We also allow for unreliable packets to be replaced by newer packets in the queue. This will happen if an unreliable packet arrives at the queue with the same priority, type, receiver and client ID as an existing. If this is the case, we assume that this packet is a newer update of the same type to the client in question - this is valid for both in- and out-queues. The sequence number is irrelevant in this, since unreliable packets are given a sequence number the moment they are sent, and therefore all have the same sequence number when in the out-queue.

Sequence numbering

Unreliable packets

All unreliable packets sent by the framework with the same priority share the same sequencer. For every unreliable packet sent the unreliable sequence number is increased by one. For the server this means that if it sends an unreliable packet with sequence number J to client X with priority U, the next unreliable packet it will send will have sequence number J+1 - if this packet is also sent to client Y and has priority U. This conforms with the description given in section Unreliable packets where we guaranteed at-most-once delivery for unreliable packets sent with the same priority.

Reliable packets

The scheme for reliable packets is a little more complex. The server assigns sequencers to the clients in the following way. For each priority a packet can have it receives on sequencer. This means that each client are assigned 256 sequencers for priority 0 through 255. So at any given time each of the priorities may have a different sequence number as shown on figure sequenceno. The clients use the same sequencing scheme, however the clients only have one ``client'' which is the server.

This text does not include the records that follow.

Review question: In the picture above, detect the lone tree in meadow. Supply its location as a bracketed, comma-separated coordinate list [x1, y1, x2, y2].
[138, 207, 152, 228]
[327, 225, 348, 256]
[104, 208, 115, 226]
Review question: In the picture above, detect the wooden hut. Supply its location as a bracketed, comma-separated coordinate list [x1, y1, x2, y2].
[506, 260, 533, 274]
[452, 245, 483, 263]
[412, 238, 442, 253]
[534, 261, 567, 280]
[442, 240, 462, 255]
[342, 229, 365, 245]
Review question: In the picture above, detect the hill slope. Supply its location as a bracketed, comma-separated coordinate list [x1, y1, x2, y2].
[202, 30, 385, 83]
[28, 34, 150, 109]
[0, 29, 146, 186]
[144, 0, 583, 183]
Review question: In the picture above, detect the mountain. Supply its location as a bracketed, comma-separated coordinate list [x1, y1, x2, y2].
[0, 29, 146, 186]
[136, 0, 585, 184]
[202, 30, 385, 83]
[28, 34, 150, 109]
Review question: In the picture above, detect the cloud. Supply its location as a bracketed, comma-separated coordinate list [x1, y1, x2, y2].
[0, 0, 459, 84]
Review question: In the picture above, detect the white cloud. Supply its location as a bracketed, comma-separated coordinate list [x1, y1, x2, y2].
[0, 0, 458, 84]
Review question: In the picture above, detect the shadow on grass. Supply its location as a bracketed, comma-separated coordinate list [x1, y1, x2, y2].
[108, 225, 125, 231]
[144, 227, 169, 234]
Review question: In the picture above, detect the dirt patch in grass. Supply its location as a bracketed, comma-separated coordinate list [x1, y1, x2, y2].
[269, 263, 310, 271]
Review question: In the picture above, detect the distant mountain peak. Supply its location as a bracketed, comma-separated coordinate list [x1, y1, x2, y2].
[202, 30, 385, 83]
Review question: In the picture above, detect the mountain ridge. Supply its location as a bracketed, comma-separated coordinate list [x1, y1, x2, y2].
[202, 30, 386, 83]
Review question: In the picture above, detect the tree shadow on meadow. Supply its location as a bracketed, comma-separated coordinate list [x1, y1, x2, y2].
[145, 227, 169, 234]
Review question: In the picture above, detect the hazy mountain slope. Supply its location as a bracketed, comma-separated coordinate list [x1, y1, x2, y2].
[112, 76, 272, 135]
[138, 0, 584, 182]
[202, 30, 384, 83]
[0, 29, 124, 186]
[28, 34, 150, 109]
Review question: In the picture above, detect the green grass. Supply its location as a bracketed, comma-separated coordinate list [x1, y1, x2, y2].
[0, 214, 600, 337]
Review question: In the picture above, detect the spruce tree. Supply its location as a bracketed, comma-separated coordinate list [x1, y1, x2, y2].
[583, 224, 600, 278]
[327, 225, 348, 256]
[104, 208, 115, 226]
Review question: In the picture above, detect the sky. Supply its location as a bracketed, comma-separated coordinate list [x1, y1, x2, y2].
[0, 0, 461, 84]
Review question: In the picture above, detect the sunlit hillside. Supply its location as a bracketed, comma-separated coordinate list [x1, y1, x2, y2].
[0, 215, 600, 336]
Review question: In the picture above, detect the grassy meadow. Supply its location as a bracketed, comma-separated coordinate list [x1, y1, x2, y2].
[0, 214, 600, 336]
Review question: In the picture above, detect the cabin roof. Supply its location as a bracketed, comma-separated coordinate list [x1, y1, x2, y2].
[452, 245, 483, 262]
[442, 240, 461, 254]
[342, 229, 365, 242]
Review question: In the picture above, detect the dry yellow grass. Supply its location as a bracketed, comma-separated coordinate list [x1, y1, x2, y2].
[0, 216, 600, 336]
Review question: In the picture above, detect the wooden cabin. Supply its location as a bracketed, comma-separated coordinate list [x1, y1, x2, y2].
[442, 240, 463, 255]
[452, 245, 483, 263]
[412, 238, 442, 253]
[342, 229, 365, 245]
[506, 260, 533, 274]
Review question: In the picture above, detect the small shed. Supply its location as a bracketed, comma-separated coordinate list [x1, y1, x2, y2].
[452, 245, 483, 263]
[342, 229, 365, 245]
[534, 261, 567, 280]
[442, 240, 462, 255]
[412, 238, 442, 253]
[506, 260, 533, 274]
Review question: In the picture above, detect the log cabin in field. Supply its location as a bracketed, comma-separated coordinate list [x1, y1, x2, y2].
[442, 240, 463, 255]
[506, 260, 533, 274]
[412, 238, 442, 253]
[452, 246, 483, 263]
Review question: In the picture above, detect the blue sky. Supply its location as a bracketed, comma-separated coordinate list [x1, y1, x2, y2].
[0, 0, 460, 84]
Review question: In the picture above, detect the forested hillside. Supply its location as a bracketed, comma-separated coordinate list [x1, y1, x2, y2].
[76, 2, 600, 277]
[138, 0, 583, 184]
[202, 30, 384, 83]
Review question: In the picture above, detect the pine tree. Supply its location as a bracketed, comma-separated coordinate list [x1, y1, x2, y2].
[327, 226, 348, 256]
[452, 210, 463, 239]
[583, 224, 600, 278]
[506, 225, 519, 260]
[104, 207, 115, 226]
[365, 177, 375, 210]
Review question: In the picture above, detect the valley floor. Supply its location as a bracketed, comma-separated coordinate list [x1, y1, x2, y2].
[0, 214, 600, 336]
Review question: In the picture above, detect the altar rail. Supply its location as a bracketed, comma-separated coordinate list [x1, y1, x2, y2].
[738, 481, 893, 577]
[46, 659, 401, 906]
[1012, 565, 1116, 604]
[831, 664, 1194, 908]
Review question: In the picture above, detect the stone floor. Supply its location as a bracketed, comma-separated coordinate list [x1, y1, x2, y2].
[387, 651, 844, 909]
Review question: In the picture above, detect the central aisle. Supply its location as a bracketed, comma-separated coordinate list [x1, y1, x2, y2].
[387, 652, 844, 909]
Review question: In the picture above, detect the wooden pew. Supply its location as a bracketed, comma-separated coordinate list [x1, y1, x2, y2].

Figure 6: Reliable packets are given a sequence number depending on the priority they have and the client they are destined for.

Sequence number wrap

As the framework is implemented wraps are not handled. Wraps occur when sequence numbers become too large to fit within the data type they are represented with. For sequence numbers in the framework, which are represented by unsigned integers, their maximum value is 4,294,967,295. This means that the framework can send 1000 packets per second before the sequence number wraps after 49.7 days given that the same priority and reliability is used for all packets - in our framework this would lead to a in communication since lower sequence numbers are not accepted. If we assume that all priorities are used equally, the number of days is 12725.8 before the first sequence number wraps.



2 Precision here meaning the number RTTs to calculate the average on.